The integration of self-inquiry meditation into higher education: between philosophy and practice, beyond mindfulness, towards an embodied curriculum

Buttarazzi, Gabriella Filomena (2020) The integration of self-inquiry meditation into higher education: between philosophy and practice, beyond mindfulness, towards an embodied curriculum. EdD thesis, University of Nottingham.

[img] PDF (Thesis - as examined) - Repository staff only - Requires a PDF viewer such as GSview, Xpdf or Adobe Acrobat Reader
Download (36MB)


The integration of meditation and other contemplative practices in higher education contexts generates debate as to whether it should be understood as serving merely instrumentalist aims or as having intrinsic educational value. This thesis contributes to that discussion through a two-part literature review, covering first the origins of meditation and then the evidence-base underpinning the integration of meditation in higher education. It also examines the role of the body in sense-making and taking an integral approach to the integration of meditative practices into higher education. The position adopted here is that it is necessary to engage with embodied, traditional and authentic conceptualisations of meditation to offer students a deeper and more meaningful/transformative experience. The instrumentalist aim of much research in this field has implied a positivistic focus on measurable outcomes, which this thesis proposes are valuable and revealing, but often also limited in being able to capture subtle, phenomenological first-person student experiences.

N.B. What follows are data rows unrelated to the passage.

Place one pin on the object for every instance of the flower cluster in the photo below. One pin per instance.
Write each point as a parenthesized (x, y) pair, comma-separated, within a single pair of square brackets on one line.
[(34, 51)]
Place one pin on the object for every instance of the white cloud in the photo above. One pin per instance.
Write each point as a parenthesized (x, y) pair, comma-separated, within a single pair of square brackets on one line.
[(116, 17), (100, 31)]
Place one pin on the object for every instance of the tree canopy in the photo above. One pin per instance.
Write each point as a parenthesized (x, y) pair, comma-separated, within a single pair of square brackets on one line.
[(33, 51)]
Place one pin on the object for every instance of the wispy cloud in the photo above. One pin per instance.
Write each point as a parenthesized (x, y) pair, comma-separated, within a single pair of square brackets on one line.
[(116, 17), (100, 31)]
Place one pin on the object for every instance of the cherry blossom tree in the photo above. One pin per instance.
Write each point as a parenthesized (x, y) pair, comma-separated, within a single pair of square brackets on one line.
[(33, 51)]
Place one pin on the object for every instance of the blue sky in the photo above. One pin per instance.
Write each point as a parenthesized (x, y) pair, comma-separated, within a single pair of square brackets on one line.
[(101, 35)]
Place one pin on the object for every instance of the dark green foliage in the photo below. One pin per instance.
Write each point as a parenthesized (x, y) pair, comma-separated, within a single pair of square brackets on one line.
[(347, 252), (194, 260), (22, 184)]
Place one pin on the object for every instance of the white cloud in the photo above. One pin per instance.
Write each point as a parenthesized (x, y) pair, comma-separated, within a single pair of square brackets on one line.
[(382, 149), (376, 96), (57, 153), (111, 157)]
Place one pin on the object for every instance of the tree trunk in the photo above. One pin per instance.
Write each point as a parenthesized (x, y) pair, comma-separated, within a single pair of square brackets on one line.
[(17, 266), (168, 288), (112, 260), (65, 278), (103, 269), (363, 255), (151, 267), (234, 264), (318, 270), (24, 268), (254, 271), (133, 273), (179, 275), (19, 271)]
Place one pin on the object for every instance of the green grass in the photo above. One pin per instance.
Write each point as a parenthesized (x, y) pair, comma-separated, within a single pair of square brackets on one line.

This qualitative study was designed to evaluate an elective course that integrates two meditation practices and a range of written critical reflection practices that was made available to undergraduate students at the Chinese campus of a British university. The study draws on action research principles and employs multiple-methods, including reflective writing tasks, field notes, structured interviews and internet-mediated information gathering. The approach offered students ample opportunity to offer critical first-person reflections, both to improve ongoing course design and illuminate understanding the connection between meditation, personal change and daily-life integration. Data was gathered from three groups of 20 students over a period of 18 months. The findings indicate that the meditation practices and other elements of the course were well-received. Students reported significant personal change and newfound knowledge, an outcome warranting further investment and research.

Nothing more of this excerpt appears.